Lovely. I particularly like the pouch too. :clap:


----------



## Greenpaph (Mar 12, 2009)

WOWWWW!

Thanks, Olaf!


----------



## jblanford (Mar 12, 2009)

That is just awesome Olaf, thanks for sharing...... Jim.


----------



## John M (Mar 13, 2009)

Very cool!


----------



## JeanLux (Mar 13, 2009)

Very nice one!!! I esp. like the pouch and petal stance!! Jean


----------



## SlipperKing (Mar 13, 2009)

There is a strong simularity to the other species you posted, parnatanum. What is the relationship between the two if any?


----------



## NYEric (Mar 13, 2009)

Brains!


----------



## SlipperFan (Mar 13, 2009)

Thanks, Olaf. I've not seen this one before, either.


----------



## paphjoint (Mar 14, 2009)

Very nice


----------



## goldenrose (Mar 14, 2009)

I'm a stam gal!


----------



## Eric Muehlbauer (Mar 14, 2009)

Several years ago, I remember something that Koopowitz wrote, speculating that schoseri might be of hybrid origin....is this still a valid idea? Take care, Eric


----------



## ORG (Mar 15, 2009)

Dear Eric,
it is very often in the last time that after descriptions of new species in Paphiopedilum the speculation began that it is a natural hybrid. So it was with Paph. schoseri, Paph. parnatanum, Paph. intaniae, Paph. herrmannii, Paph. mohrianum. But it was also in the first time with Paph tranlienianum and Paph. hangianum. Sometimes it could be cleared by artificial propagation. So the result of selfing tranlienianum and herrmannii were true tranlienianum and herrmannii. Also I have seen some plants of Paph. mohrianum from artificial propagation, which looked really like the parent.

Best greetings

Olaf


----------



## odin (Mar 15, 2009)

Great job!!


----------



## ORG (Mar 29, 2009)

Here another clone of _*Paphiopedilum schoseri,*_ shown at the orchid show in Dresden this weekend















Best greetings from Germany

Olaf


----------



## SlipperKing (Mar 29, 2009)

Nice Olaf, Very uniform species!


----------



## Rick (Mar 29, 2009)

This one is so rarely seen. Kind of looks like what you'd expect between crossing acmodontum with venustum.

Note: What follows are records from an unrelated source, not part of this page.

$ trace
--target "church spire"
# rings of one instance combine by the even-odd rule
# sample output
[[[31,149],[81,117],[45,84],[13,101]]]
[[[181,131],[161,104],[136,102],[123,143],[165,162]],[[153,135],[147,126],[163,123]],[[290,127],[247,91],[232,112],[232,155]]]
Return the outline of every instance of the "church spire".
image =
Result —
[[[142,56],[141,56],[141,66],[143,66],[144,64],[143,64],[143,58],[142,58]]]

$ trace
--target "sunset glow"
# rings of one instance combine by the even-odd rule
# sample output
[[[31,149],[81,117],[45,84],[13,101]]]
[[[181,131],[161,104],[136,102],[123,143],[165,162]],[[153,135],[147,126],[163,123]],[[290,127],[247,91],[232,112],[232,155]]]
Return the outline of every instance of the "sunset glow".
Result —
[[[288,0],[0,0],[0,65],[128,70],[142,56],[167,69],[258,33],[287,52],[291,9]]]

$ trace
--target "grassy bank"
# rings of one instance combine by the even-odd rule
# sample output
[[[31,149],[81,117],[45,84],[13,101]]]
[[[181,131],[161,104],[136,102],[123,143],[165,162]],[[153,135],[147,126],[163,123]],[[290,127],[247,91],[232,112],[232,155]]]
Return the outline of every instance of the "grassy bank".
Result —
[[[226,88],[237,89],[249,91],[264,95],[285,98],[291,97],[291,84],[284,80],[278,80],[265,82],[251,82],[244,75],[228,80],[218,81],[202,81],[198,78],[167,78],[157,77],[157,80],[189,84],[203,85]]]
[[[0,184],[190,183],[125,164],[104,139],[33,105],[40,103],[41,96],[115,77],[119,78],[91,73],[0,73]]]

From an eco point of view, when you come up with a good idea in one place it often pops up independently under similar habitats some where else.

"Parallel evolution". emerald tree boas (from the Amazon) look just like green tree pythons from New Guinea. Including having babies starting out yellow or red before turning green. Pythons are egg layers and boas are live bearing so genetically and physiologically they are very dissimilar.


----------



## Bolero (Jan 14, 2010)

I have just found some of these for sale, does anyone know the growing requirements? This isn't one I knew of until today.

Thanks


----------



## Leo Schordje (Jan 15, 2010)

Bolero said:


> I have just found some of these for sale, does anyone know the growing requirements? This isn't one I knew of until today.
> 
> Thanks



I would think it is an intermediate to warm grower, so generally grow it like Paph barbatum or Paph urbanianum.


----------



## Bolero (Jan 15, 2010)

Leo Schordje said:


> I would think it is an intermediate to warm grower, so generally grow it like Paph barbatum or Paph urbanianum.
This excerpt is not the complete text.